Darpana was established as a dance academy by Mrinalini and Vikram Sarabhai in 1949. For nearly two decades it taught classical dance. With Mrinalini as the lead dancer, and ChatunniPanicker as her partner, the Darpana dance company toured across the world. A few years later the great Kuchipudi guru, c R Acharyelu joined the faculty.

In the 60s Darpana added departemnts of Gujarati theatre and puppetry under the inspired direction of KailashPandya, Damini Mehta and Meher Contractor. These departments taught and had performing groups that established names for themselves.  Gujarati theatre was revived as was the folk form of Bhavai, and many other declining forms from across the country. The Andhra shadow puppets found a new lease of life.

By the 70s thousands of students were studying BharataNatyam, Kathakali, Kuchipudi, Mohiniyattam, vocal and instrumental Carnatic music, puppetry, Bhavai and modern theatre. Many of the faculty members got involved in using the arts to tackle every day issues and prejudices. And Darpana grew.

In 1977 Mallika Sarabhai took over as Honorary Directory.

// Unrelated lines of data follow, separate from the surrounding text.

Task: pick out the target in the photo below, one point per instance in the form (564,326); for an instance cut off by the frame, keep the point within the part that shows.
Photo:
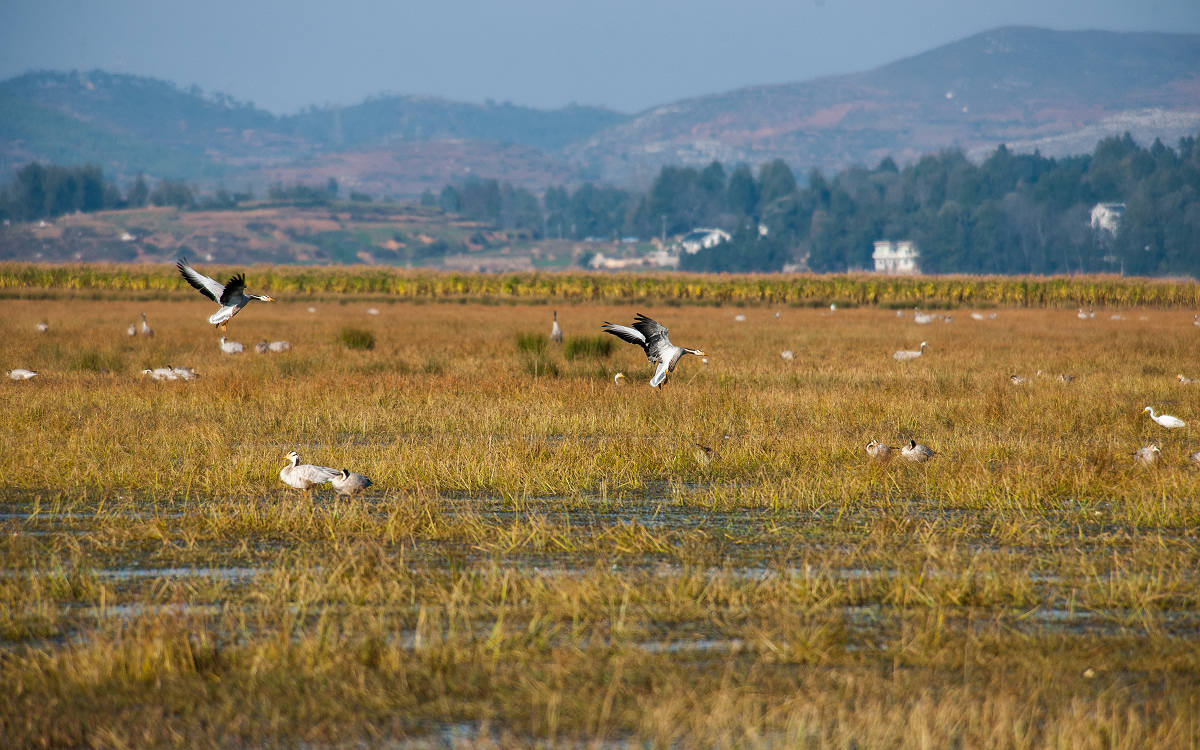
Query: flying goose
(232,297)
(880,451)
(904,355)
(556,334)
(1147,455)
(1165,420)
(305,475)
(917,453)
(348,483)
(652,336)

In 1980 Darpana for Development was established to focus attention on creating behavior change communication through the arts with KailashPandya and Mallika taking the lead. Government departments, Ministries and other non governmental agencies began partnering  D for D to educate the public in issues of health, education and empowering women. Over the next two decades D for D became the fastest growing segment of Darpana, creating powerful communication that reached hearts and minds.

By 1999 when Darpana turned 50, all the Founder’s dreams had been fulfilled and over 20000 students had streamed through the institution. In a major reorganization, the teaching of the arts were put on a back burner and new collaborations, technological innovations and the use of the arts for social change took center stage. In 2001 YadavanChandran started Darpana Communications to explore the use of television and film for social change. Over the next decade the department produced and broadcast more than 2000 hours of programming, much of it path breaking in its innovative use of audience participation and in using popular genres to introduce taboo subjects. Recently Darpana for Development and Darpana Communications were merged to become Darpana for Change. In 2014 Revanta Sarabhai took charge of the teaching wing, the Conservatory, to revitalize it. This department now runs short and long term courses in classical dance and music, theatre, martial arts and a variety of other forms.